For those fisho’s that like tussling with fish such as large mouth nannygai, the occasional coral trout and some other great eating reef dwellers, then there are some options available off the coast as well. It is, however, a significant run from the Harbour. If you have a larger boat and have the ability to live onboard for a day or two at a time, this is the place for you. Anchoring up at night on the inside of Fraser will give you ample protection and allow for an easy run out to the scattered reef the next day, and makes for a great weekend.

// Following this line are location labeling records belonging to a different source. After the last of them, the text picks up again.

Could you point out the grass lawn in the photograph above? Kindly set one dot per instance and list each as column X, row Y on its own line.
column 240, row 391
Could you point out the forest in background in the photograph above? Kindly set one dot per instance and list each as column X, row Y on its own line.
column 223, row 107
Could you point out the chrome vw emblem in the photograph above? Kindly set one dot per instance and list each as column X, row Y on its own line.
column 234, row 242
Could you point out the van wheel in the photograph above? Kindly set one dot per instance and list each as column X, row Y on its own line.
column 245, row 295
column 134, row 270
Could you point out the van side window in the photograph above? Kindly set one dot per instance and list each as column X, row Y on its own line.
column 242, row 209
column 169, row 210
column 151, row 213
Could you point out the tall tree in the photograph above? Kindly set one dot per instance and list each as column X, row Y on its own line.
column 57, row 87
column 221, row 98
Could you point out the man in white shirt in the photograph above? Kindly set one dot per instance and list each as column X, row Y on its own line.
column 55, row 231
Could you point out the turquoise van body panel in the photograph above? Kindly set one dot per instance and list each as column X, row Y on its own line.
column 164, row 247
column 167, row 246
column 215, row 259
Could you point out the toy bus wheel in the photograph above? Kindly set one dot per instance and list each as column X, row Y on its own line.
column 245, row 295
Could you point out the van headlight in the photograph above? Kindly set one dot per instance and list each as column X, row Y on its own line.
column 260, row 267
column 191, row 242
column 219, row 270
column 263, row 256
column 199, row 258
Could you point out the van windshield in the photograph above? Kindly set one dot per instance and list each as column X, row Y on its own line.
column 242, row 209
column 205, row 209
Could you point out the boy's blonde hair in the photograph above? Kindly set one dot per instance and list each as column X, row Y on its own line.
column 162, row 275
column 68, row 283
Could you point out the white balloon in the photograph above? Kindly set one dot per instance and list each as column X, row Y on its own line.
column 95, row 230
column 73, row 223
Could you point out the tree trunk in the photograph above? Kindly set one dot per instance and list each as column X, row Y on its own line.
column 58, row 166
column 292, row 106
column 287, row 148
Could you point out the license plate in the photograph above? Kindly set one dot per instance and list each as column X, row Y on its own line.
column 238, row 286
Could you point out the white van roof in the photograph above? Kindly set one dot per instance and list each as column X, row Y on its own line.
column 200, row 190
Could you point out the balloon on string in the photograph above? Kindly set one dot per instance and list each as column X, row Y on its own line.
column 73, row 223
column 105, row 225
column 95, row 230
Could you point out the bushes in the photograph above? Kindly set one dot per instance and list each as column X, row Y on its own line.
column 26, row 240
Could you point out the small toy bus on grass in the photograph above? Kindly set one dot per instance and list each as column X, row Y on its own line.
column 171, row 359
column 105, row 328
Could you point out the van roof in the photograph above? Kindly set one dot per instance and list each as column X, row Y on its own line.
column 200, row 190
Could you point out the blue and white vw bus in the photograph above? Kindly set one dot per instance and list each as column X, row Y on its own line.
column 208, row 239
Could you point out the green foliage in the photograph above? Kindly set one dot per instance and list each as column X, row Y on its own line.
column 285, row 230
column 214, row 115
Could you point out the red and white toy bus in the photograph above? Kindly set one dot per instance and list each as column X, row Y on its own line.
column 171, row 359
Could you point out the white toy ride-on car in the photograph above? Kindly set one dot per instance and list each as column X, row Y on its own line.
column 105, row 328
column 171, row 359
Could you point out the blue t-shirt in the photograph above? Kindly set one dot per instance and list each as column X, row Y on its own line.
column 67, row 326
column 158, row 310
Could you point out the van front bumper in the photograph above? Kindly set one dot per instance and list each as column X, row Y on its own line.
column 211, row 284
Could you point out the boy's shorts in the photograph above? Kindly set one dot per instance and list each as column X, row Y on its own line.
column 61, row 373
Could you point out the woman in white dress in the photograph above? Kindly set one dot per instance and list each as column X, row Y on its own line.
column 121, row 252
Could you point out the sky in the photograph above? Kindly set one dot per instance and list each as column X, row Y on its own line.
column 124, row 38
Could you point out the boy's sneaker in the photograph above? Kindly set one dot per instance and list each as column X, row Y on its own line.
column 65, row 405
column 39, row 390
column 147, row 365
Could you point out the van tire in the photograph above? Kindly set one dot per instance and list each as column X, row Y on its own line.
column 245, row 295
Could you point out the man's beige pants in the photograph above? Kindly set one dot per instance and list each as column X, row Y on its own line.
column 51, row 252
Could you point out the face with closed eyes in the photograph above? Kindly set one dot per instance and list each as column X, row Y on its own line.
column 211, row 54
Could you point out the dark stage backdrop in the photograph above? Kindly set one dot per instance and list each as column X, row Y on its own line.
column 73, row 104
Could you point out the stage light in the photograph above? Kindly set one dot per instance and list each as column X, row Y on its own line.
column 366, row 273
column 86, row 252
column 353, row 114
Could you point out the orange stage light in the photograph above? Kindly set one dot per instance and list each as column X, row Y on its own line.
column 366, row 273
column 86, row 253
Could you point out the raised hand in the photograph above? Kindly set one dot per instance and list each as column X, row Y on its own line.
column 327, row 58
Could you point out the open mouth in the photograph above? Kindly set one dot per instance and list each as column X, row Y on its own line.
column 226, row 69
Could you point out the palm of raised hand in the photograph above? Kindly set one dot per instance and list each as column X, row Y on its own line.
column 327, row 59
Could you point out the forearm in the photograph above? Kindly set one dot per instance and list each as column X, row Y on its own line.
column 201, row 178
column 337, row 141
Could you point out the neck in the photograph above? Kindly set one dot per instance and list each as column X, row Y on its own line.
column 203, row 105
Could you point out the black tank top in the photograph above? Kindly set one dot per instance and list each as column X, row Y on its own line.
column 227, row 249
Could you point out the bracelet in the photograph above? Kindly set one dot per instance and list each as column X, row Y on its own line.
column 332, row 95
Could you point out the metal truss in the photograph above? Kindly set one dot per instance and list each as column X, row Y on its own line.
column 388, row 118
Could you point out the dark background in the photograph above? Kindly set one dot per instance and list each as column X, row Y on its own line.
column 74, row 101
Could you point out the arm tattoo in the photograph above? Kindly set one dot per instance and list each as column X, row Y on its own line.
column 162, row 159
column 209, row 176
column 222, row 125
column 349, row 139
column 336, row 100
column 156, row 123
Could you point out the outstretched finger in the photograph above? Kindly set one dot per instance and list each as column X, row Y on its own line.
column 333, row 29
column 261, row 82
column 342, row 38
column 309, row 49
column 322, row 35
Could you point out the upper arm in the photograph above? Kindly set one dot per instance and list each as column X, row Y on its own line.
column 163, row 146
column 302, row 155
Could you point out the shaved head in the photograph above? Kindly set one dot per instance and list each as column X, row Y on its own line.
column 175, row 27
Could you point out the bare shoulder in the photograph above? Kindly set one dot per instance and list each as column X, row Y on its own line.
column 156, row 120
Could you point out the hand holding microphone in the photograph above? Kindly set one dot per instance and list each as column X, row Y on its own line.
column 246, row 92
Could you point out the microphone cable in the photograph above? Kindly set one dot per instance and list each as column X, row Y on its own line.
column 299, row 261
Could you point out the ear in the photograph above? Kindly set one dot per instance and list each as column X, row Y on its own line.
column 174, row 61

If you don’t have a boat, there are options available on Fraser Island itself such as great off road driving or adventure tours that will give you a shot at some great landbased fishing. I’ve no doubt that spending some good hours on the sand can land you some similar captures to the boat brigade. At Hervey Bay itself, you have the Urangan pier that over the years has seen some very substantial captures for those willing to put the hours in. A long with most quality fishing spots, there are plenty of fishing guides available to take you out for a days fishing, including some fly specialists if that’s your thing. If you prefer to give it a go yourself you can hire boats from various places. Unfortunately like most popular spots, Hervey Bay is vulnerable to overfishing from commercial fleets and recreational fishermen are at risk of being locked out completely by our government. Thankfully a group of anglers who have realised the need for a unified voice in the community have come together to support and protect recreational fishing for our future and build better facilities for fishermen.
For more information please go to there website www.frasercoastfishingalliance.com.au or check them out on facebook.
Fishing Hervey Bay is one of the most beautiful destinations on our eastern coastline and highly recommended to anyone who loves fishing and a bit of adventure.